Solve over $\mathbb{R}$:
$f(x^2 + y) = f(x^{27} + 2y) + f(x^4)$
from Chan's handout, "Intro to functional equations", (https://web.evanchen.cc/handouts/FuncEq-Intro/FuncEq-Intro.pdf)
My solution differs from the one given, and I was just wondering whether mine had some flaw or not.
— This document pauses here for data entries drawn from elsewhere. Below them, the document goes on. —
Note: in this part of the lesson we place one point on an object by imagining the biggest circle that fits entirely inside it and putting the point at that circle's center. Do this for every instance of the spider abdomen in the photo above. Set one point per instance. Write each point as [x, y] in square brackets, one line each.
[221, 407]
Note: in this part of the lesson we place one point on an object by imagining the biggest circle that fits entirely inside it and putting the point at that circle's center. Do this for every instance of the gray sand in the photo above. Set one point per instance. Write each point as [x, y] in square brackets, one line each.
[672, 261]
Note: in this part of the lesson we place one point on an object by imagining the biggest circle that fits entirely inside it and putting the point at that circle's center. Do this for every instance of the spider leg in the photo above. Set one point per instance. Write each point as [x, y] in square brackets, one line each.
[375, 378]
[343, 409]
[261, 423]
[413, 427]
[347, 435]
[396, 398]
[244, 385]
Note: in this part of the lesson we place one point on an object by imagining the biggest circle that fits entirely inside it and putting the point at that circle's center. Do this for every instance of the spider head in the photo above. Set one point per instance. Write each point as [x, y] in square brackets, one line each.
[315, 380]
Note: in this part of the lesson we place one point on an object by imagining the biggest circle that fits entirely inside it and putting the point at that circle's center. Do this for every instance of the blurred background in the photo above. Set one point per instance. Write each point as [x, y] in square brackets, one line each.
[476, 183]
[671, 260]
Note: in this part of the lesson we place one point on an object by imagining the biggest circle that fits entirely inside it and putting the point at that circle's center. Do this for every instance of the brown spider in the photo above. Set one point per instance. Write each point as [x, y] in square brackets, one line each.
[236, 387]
Please point out mistakes/corrections/improvements.
Plugging in $x,y=0$ we get $f(0)=0$,Plugging in $x=1,y=0$ we get $f(1)=0$ Now, for $x=1,y=q$, we get $f(1+q)=f(1+2q)$ replacing $1+q$ by $p$, $f(p)=f(p+q)$ and by setting $p=0$ we get $f(q)=0$ for all $q \in \mathbb{R}$.
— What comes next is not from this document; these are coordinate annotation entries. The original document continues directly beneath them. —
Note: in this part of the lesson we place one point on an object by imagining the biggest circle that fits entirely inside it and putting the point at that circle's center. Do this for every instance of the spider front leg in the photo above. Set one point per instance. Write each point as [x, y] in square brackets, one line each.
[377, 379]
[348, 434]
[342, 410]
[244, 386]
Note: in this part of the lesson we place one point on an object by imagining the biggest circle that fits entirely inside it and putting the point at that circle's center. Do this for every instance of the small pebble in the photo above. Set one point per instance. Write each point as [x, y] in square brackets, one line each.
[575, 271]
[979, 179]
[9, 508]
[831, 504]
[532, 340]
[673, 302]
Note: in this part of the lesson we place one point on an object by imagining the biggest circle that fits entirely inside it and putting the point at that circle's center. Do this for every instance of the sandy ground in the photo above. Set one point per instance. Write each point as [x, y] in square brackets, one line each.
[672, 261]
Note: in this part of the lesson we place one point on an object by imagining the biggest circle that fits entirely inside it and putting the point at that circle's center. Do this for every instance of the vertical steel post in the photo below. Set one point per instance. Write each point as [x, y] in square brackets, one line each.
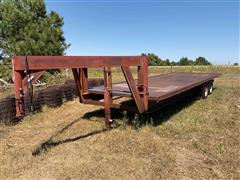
[18, 93]
[107, 95]
[84, 79]
[143, 82]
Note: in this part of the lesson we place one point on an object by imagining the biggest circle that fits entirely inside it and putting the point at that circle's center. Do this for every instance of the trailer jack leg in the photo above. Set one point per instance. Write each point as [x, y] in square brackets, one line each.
[107, 95]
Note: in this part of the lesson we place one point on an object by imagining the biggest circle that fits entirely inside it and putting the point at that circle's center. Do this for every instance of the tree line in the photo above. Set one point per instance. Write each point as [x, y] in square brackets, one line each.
[154, 60]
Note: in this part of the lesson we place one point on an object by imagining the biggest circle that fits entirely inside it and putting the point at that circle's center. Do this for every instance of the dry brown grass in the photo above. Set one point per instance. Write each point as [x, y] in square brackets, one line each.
[192, 140]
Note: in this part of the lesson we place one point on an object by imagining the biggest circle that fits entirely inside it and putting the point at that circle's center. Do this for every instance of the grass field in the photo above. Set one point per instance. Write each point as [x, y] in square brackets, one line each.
[193, 139]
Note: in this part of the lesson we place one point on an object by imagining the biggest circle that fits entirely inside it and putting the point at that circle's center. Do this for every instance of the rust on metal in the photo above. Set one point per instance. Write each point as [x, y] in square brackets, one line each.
[145, 91]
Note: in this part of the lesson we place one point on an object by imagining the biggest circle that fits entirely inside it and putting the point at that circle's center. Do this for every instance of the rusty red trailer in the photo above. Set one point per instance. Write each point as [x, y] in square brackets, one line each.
[146, 92]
My main doubt is whether I can set $p=0$ (or anything) as I feel that could be a mistake because that would fix $q$.
Another thought I had was for $x=0,y=y$, we get $f(y)=f(2y)$. Can this be put to any good use?
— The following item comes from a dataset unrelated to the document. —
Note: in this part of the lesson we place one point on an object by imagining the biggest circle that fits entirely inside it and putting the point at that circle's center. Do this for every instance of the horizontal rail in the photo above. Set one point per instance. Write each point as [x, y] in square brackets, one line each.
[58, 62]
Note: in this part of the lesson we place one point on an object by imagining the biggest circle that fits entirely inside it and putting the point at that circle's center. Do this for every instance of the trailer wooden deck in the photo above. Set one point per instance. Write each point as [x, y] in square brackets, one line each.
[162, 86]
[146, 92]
Thanks a lot for your help!
Well, you're right about fixing $q$. What you did was assume $p=1+q$, so the value of $p$ is dependent on $q$ and vice versa, so that's illegal. Setting $p=0$ is the same as setting $q=-1$, which only works for this $q$, in other words, you've proved only that $f(-1)=0$
I think if you want another solution you can try $y=x^4-x^2$, this gets you: $$f(x^{27}+2x^4-2x^2)=0$$ Since the expression inside can attain any real value, then $f(y)=0$ for all $y \in \mathbb{R}$